When a northern-based firm said they would be building a motorway service station in an area of outstanding natural beauty, it's no surprise that local residents (who had fought off service station plans before) were not impressed. Now they can see it for themselves, most have been won round, or at least feel that they've got off lightly. Gloucester could easily have been a tall-glass shell next to a fountain like all the services built a few years before it, but instead it dared to be different. Where one leads others follow, and sure enough all of the services proposed since Gloucester - include a grass roof.
50 years old, this publicity drawing is almost accurate.
In November 2015, the hastily-built Lancaster (Forton) services turned 50. It's no surprise that it comes first here.
In 1965, there were eight motorway services open. They were all struggling to promote themselves, and those which were above the motorway were finding that they were difficult to maintain. Ruling out the bridge design, which was the most common design on the M6, Top Rank decided to build something different at Forton. A 65-foot tower sticking out from the building would make the services distinct and recognisable.
On that basis it has certainly stood the test of time. Forton is still unique and it is still a recognisable landmark. Never mind that the restaurant at the top of the tower didn't attract enough custom to keep it open (lifts are real psychological barriers to customers who are on a long drive), and never mind that the maintenance on it is so difficult it has fallen into disrepair. Even though they may allow it to go unused, current owners Moto clearly cherish the nuisance but popular building design. If the aim is to create an icon, this one was a real success.
The luxury observation platform built on a second floor above the tower's restaurant still attracts curiosity today, offering fine views on a good day and an unusual vantage point for watching traffic (albeit reserved for authorised visitors) at the worst of times. Inside, much of the former restaurant can still be made out, albeit filled with unused furnishings from various eras.
With such a grand structure standing next to the northbound entrance, it is easy to forget the rest of the services. The main low-level restaurant sits in a hexagon hoisted above the building's supports, sticking out over the floor beneath to get as close to the road as possible. Large windows are again the order of the day here, looking futuristic on the publicity leaflet. On the southbound side, a small second-storey restaurant is all that is initially offered.
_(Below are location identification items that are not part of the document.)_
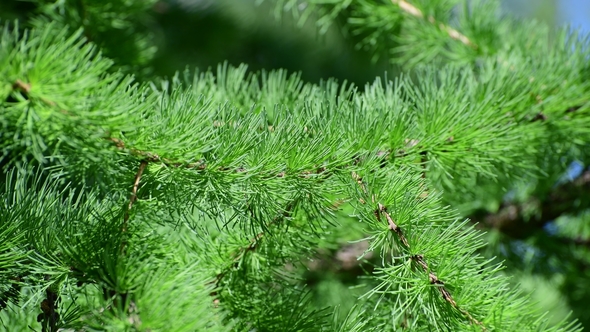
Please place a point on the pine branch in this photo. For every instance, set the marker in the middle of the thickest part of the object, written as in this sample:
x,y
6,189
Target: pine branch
x,y
414,11
520,220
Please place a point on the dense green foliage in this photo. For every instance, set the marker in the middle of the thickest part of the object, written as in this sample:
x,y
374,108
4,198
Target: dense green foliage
x,y
254,201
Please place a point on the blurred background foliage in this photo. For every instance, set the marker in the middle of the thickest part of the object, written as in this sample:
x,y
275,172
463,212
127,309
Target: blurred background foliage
x,y
169,36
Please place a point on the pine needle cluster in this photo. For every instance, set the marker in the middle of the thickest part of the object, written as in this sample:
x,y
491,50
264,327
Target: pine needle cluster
x,y
201,202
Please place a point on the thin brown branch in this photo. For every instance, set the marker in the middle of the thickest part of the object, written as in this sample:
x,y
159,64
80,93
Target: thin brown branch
x,y
416,12
421,261
516,220
133,197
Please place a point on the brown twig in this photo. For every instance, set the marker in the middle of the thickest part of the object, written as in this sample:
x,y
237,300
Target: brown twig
x,y
49,316
515,220
414,11
421,261
133,197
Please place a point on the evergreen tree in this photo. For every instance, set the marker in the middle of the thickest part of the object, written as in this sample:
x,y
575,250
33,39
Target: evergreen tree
x,y
254,201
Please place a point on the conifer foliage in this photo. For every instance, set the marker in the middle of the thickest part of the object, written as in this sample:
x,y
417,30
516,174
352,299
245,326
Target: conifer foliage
x,y
203,202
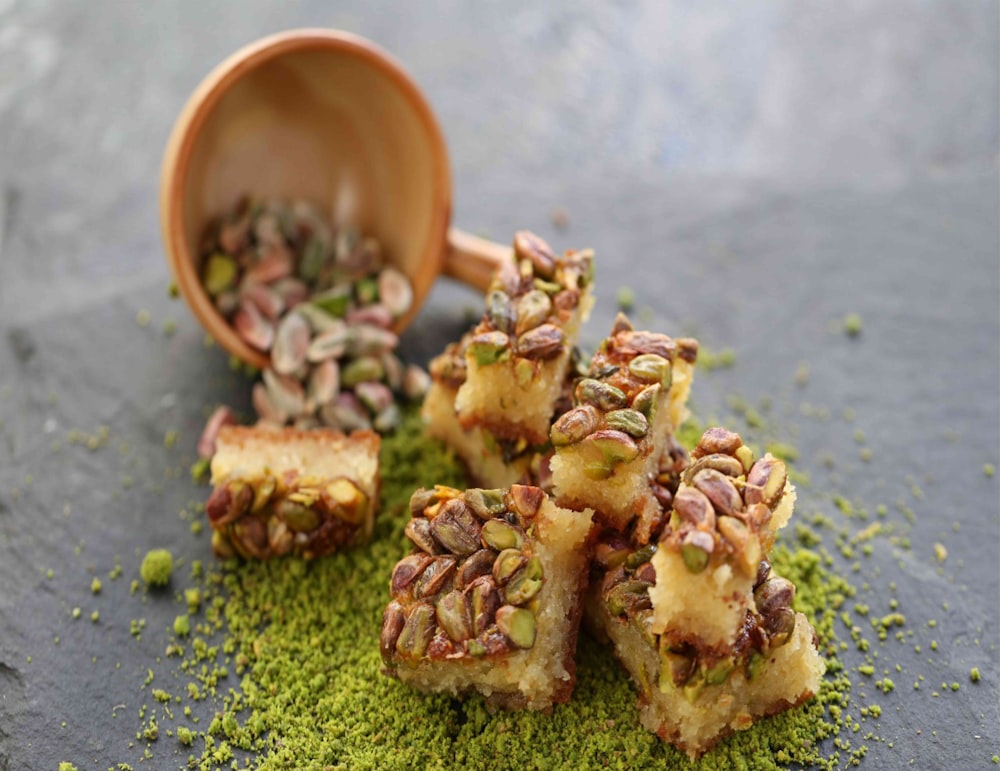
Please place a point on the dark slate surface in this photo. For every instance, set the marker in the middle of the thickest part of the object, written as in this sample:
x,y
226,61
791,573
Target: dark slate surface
x,y
753,174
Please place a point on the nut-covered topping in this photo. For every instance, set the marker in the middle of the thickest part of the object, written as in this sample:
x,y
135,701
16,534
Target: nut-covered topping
x,y
518,624
473,567
720,491
499,311
417,632
602,395
650,368
228,502
678,664
486,504
421,499
628,596
485,600
528,246
455,616
393,620
724,464
435,576
766,481
779,626
526,500
717,440
542,343
574,426
645,400
250,537
525,584
508,563
406,571
776,592
615,447
532,309
456,528
418,530
488,348
298,517
631,422
693,506
500,535
344,500
696,548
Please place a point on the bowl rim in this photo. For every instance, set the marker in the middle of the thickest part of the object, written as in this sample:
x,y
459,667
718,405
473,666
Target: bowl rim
x,y
175,169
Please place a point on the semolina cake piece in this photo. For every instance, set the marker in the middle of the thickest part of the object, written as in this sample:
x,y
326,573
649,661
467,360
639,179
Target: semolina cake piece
x,y
490,461
725,514
608,447
491,598
691,696
518,355
287,491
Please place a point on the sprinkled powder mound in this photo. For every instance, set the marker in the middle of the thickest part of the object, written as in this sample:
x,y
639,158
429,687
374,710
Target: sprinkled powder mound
x,y
310,694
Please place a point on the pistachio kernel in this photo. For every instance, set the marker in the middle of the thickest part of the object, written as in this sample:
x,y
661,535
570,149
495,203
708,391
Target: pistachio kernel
x,y
434,577
507,564
228,502
499,311
720,490
417,632
486,504
488,348
517,624
631,422
485,600
532,309
651,368
456,528
454,616
574,426
473,567
501,535
602,395
406,571
693,506
542,343
298,517
696,548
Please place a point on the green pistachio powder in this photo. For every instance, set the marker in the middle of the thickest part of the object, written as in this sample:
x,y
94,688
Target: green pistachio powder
x,y
285,655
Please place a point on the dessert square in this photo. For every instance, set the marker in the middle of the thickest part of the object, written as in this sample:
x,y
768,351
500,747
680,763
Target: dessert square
x,y
518,355
490,600
287,491
608,447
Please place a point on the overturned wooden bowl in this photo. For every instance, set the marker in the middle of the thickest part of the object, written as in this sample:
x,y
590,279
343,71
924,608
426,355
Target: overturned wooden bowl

As with Hilton Park, it's likely that the tower restaurant never turned a profit.
Modern extensions have added significant floor space to the first floor, particularly on the southbound side, but with the northbound extension masking the support for the tower which was originally clearly visible. The lifts still function, albeit only to carry customers from the entrance to the first floor. Find yourself in one of the newer retail areas and you could easily be in any other service station. It's only when you turn around and see the tower that you realise you're not.